October is the month of the pumpkins! Not only are they delicious, but also full of vitamins and valuable ingredients that are good for our health. That's why we've prepared a delicious pumpkin lasagna for you, which you can cook very easily!
- 800 g pumpkin, cut into 2 mm thick slices
- 1 bunch of sage, leaves plucked, 1/2 finely chopped
- 1/2 cup (125 g) ghee, melted, plus an additional 1/4 cup (60 g) ghee
- 1 leek, thinly sliced
- 4 cloves of garlic, finely grated
- 100 g each of kale and black cabbage, stems removed, leaves chopped up
- 270 g semi-dried tomatoes, drained, diced
- 500 g quark
- 2 eggs, lightly beaten
Mix the pumpkin slices with half of the whole sage leaves, 2 tablespoons of ghee and 2 teaspoons of salt flakes in a bowl and set aside.
Mix the leek, garlic, 2 tablespoons ghee and 1/2 teaspoon salt flakes in a bowl and set aside.

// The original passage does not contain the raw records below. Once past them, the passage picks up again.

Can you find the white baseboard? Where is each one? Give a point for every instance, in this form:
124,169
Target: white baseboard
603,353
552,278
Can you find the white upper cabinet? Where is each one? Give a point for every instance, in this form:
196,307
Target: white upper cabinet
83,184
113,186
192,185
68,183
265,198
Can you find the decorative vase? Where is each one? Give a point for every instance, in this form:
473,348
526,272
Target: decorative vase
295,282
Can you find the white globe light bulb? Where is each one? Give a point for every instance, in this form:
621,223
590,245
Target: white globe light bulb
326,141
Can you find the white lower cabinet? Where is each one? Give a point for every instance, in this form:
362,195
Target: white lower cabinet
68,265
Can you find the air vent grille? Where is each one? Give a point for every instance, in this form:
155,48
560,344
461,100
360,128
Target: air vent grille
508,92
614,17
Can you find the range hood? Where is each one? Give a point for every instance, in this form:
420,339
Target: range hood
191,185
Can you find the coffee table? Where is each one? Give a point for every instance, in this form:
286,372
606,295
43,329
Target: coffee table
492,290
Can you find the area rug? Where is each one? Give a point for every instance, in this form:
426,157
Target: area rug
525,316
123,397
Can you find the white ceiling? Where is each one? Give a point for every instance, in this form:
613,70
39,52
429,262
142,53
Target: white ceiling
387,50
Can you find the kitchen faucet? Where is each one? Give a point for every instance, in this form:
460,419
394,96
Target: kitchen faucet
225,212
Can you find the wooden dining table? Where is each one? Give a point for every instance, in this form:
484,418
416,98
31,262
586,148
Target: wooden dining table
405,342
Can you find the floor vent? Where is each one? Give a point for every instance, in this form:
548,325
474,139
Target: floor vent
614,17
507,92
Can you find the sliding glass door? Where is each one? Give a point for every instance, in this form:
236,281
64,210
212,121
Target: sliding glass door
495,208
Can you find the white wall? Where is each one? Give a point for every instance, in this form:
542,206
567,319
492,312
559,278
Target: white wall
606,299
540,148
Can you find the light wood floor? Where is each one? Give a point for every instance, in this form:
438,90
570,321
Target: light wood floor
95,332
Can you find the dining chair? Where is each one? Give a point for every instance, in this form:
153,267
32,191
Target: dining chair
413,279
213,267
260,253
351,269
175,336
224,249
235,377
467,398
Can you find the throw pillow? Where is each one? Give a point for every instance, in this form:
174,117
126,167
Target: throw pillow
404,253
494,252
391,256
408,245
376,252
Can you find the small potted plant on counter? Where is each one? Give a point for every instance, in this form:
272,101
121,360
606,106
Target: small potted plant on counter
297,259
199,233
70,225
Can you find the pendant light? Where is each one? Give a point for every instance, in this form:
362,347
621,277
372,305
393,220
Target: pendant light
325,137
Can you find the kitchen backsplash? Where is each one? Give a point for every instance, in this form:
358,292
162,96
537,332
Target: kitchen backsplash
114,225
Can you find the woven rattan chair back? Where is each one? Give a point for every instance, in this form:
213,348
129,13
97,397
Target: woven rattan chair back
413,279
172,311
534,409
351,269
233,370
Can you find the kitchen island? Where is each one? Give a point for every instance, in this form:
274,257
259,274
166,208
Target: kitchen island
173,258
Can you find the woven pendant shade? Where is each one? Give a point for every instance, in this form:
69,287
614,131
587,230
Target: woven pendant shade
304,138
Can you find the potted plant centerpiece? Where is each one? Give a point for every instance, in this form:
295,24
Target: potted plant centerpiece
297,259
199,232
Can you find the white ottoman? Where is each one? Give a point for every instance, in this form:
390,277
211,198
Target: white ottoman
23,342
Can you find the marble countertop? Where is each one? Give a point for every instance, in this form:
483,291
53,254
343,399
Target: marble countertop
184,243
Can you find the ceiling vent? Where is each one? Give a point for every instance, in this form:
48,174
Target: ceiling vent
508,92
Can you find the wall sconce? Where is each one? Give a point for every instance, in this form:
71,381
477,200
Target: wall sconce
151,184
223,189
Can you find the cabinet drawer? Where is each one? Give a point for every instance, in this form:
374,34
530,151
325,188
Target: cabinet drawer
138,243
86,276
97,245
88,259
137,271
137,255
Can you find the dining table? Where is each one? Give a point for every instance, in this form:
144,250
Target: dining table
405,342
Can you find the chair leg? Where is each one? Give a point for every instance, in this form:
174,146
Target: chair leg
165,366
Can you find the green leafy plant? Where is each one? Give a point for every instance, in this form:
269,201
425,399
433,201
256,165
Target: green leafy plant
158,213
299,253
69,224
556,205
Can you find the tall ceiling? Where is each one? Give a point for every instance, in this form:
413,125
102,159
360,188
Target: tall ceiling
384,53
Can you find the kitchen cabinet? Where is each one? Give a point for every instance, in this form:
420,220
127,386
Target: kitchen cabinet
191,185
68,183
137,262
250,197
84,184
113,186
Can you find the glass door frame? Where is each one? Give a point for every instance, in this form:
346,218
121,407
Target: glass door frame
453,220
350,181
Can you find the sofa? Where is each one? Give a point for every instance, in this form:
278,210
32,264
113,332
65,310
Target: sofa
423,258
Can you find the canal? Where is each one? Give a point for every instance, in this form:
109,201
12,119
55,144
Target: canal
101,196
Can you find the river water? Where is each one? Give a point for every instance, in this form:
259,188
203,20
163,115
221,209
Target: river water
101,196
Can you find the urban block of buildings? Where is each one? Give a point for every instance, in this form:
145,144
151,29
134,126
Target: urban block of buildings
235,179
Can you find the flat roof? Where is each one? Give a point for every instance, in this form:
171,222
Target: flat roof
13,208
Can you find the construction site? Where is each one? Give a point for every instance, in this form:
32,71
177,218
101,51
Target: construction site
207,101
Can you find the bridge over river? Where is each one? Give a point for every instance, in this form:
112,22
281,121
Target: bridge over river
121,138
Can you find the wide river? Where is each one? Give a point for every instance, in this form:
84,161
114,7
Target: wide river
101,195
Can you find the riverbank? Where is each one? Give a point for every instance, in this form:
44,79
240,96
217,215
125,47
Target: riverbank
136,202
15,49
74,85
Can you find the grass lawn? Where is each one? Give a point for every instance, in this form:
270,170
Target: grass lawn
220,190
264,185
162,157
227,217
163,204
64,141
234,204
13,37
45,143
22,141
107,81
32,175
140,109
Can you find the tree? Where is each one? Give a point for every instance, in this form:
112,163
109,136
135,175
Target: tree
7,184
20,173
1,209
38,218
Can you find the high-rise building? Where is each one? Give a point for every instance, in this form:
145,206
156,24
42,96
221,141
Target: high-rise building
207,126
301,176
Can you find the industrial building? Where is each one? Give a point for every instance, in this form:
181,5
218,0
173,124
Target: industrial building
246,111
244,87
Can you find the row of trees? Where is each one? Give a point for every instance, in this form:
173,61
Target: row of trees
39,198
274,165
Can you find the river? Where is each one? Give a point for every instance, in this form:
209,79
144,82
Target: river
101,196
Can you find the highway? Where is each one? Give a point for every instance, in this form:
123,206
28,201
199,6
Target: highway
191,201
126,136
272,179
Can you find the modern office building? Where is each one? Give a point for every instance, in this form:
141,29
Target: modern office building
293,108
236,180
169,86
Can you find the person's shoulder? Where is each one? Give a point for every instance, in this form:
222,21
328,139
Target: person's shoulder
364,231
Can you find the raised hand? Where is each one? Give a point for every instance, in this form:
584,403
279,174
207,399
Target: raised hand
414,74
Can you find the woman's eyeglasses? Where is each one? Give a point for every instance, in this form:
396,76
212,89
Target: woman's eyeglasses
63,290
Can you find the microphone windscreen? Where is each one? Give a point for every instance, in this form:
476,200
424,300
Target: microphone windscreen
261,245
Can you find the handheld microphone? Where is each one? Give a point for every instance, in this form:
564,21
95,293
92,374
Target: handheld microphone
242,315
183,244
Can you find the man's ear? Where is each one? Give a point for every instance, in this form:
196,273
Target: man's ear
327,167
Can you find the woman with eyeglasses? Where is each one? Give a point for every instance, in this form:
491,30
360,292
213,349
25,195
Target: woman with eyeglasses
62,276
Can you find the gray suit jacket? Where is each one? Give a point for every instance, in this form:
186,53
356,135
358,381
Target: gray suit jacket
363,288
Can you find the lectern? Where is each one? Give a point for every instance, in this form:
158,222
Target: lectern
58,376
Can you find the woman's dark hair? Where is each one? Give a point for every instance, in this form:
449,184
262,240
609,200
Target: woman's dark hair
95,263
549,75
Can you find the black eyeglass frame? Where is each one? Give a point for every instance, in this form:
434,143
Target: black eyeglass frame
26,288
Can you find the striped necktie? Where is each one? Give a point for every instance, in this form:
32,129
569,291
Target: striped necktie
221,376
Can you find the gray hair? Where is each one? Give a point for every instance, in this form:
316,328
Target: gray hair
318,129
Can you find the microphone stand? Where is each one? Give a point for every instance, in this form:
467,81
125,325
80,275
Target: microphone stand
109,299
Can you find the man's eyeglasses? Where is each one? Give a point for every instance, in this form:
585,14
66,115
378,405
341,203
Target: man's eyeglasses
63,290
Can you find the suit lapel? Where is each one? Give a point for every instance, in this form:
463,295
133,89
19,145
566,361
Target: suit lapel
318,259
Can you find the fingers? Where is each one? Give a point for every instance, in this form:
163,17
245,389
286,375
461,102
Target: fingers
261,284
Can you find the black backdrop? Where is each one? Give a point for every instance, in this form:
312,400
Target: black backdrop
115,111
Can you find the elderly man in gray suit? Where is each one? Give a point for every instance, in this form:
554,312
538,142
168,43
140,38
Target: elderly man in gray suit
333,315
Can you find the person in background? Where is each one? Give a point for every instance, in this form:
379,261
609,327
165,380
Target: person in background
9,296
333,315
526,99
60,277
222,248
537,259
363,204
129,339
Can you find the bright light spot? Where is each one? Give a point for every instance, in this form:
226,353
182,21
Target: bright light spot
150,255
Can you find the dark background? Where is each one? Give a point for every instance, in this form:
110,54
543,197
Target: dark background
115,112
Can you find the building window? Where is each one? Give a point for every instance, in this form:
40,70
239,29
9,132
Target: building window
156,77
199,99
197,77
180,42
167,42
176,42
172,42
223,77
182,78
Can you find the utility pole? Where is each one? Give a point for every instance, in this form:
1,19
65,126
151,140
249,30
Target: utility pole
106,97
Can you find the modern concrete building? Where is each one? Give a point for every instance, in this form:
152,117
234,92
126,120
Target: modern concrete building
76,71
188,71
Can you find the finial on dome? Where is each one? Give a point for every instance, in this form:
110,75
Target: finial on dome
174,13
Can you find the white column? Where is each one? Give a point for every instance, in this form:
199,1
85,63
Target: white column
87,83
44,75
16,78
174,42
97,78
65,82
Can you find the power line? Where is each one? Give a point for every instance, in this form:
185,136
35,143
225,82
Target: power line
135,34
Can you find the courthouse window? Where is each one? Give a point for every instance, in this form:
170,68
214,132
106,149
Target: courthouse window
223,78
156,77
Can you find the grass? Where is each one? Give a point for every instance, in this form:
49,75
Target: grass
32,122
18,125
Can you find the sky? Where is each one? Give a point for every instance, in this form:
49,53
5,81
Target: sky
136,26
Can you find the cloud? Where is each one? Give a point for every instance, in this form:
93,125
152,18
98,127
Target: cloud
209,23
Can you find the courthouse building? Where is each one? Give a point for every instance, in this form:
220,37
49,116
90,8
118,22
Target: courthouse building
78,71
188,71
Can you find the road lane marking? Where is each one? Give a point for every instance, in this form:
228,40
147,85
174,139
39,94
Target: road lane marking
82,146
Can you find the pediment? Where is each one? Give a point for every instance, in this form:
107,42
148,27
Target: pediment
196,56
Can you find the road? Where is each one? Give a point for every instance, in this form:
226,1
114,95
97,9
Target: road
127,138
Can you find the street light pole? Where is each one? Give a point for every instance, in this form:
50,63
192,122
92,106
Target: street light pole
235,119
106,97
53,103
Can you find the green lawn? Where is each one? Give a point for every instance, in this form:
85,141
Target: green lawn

Mix the kale, black cabbage, tomato and 1 teaspoon salt flakes in a bowl. Massage the leaves lightly to soften them, then set aside.
Mix the cottage cheese, eggs and chopped sage in a bowl.
Preheat the oven to 180 ° C. Grease a 2 l (8 cup) casserole dish.
For the lasagna, spread a third of the leek mixture on the bottom of the pan and cover with a layer of pumpkin mixture, followed by a third of the curd mixture. Cover with a third of the kale mixture, then another layer of the pumpkin mixture. Repeat this process two more times and finish with the remaining pumpkin mixture. Brush with the rest of the ghee.
Place a sheet of baking paper over the lasagna and wrap the tin in foil. Bake for 1 hour and 30 minutes until the lasagna is soft. Preheat the grill on high. Remove the foil and baking paper and place the lasagna back on the top rail of the oven. Grill for 5-6 minutes, checking regularly until the surface is crispy.
In the meantime, heat some ghee in a pan over high heat, then add the remaining sage leaves and cook for 90 seconds or until it shows through. Drain on paper towels until crispy. Sprinkle the lasagna with the crispy sage leaves and serve.